Metro operators have opened the doors before the trains have fully reached the platform at least 13 times this year, including five times since operators began a new policy of opening the doors manually 16 days ago, Metro officials acknowledged.

The number of incidents call into question the agency’s April 14 decision to disable the automatic door system because of four incidents of doors opening on the wrong side this year.

The incidents comprise some of Metro’s most serious safety violations because passengers who are leaning on the car doors or who accidentally exit the cars when the doors are opened could fall onto the tracks.

The door errors occur when operators forget they are driving eight-car trains instead of six-car trains, and leave the back two railcars waiting in the tunnel, officials said.

Metro officials said last month that they disabled the system’s automatic door feature April 14 because it had erroneously opened the doors on the wrong side of the train four times in 100 days.

Operators must now manually press a button to open the train doors at each station.

But since the 16-day-old policy change, operators have opened the doors off-platform five times, including once Wednesday morning on an Orange Line train at the Rosslyn station, sources within the agency said. The sources, who spoke on the condition of anonymity for fear of retribution, said operators have opened the doors off-platform or on the wrong side of the train 33 times this year.

Metro rail chief Dave Kubicek said he found 13 recorded incidents.

“I’m very upset about this,” Metro General Manager John Catoe said.

“I have told our management team I don’t want excuses, I just want you to figure out how we get our operators to understand when they have an eight-car train and when they have a six-car train.

“This is a new requirement for our operators, but it’s not a very difficult requirement that we’re asking for,” he said.

Catoe said it is a training issue and could be as simple as putting a sticker on the operator’s windshield that says “six” or “eight.”

Operators said they can become confused because they often switch between eight- and six-car trains several times in one shift.

“There’s no set pattern,” one operator said. “It’s very confusing, and we’re humans.
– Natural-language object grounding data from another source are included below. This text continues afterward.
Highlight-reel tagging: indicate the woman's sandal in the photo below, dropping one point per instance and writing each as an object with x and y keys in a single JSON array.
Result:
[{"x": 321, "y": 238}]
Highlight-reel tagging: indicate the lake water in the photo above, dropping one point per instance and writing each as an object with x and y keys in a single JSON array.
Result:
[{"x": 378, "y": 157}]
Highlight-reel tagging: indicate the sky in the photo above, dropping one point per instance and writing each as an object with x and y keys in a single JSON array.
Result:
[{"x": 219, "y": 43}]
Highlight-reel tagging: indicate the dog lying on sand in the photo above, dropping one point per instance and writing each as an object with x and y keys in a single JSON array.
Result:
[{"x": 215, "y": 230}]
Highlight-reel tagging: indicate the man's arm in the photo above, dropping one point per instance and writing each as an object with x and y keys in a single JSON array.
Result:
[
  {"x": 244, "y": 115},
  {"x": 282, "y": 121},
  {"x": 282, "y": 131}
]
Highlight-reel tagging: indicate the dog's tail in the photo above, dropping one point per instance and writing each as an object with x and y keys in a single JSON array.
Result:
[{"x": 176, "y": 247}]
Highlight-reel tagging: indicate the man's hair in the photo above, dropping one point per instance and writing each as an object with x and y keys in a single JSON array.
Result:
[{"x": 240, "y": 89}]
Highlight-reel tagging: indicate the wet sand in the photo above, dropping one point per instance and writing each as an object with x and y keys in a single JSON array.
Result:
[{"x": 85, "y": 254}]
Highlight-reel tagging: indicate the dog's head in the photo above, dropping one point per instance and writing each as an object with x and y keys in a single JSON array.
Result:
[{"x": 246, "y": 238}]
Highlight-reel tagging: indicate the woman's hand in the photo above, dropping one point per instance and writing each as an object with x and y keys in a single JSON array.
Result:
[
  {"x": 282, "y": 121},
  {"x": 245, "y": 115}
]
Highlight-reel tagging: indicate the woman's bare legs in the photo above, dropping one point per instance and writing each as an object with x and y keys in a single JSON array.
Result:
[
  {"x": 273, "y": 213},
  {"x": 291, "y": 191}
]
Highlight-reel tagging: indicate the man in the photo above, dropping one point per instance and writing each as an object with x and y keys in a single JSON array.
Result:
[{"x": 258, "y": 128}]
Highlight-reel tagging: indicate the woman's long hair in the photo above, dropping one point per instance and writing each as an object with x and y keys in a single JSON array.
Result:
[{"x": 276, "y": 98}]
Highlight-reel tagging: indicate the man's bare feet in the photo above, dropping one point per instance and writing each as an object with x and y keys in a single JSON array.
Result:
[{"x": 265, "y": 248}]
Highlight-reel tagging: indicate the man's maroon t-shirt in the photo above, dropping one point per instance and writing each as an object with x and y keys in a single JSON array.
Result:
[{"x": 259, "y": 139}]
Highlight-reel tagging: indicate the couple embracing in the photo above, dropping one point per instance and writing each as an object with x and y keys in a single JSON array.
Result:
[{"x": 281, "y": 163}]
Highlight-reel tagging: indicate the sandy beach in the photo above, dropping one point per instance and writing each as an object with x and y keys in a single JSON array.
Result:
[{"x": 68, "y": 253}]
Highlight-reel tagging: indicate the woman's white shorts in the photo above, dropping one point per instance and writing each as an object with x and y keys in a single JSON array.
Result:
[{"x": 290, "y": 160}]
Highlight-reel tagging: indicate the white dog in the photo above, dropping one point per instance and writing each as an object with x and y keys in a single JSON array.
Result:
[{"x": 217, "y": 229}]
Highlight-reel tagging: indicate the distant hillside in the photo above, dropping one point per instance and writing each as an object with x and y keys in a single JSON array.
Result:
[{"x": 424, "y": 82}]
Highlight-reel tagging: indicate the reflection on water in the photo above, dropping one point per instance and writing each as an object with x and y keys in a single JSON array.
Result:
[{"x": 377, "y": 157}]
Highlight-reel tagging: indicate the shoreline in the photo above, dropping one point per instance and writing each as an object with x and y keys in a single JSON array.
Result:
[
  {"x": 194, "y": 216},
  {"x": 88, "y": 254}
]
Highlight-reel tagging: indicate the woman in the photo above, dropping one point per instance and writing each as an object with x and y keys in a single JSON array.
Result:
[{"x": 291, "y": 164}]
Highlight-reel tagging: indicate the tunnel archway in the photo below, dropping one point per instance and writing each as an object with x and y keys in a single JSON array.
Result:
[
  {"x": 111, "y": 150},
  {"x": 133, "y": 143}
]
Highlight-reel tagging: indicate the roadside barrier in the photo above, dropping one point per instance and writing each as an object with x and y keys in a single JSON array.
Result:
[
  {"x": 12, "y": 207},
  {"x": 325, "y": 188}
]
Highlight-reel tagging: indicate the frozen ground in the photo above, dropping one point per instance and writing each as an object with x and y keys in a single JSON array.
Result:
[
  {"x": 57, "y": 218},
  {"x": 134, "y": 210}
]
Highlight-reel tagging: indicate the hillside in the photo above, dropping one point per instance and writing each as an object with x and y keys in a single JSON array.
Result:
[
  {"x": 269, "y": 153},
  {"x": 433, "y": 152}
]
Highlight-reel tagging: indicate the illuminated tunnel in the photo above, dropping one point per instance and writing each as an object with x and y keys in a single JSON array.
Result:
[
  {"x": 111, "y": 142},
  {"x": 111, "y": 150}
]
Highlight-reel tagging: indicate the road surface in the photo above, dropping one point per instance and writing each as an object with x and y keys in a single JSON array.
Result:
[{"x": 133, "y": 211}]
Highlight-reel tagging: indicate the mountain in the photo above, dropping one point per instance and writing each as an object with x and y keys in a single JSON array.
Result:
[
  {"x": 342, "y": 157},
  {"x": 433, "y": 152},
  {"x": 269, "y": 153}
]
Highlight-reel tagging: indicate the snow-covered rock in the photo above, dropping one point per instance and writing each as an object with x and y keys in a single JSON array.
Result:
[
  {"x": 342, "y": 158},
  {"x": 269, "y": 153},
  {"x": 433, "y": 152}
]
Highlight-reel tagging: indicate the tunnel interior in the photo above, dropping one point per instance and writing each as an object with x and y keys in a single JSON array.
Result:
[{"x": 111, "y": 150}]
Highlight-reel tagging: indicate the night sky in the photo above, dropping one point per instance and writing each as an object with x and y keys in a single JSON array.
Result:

We’re trying to meet an on-the-minute schedule.”

Catoe said he believes the agency made the right decision in disabling the automatic feature because he thinks the number of door errors due to human error will decrease as the operators become used to the policy, but that the mechanical errors would have worsened with time.

The automatic door system should be fixed by the end of the year, he said. Operators who open the doors off-platform receive 12-day, unpaid suspensions for the first violation, the same suspension and an 18-month demotion for the second violation, and are permanently barredfrom operating trains after three violations.

Operators in other transit agencies routinely open train doors manually.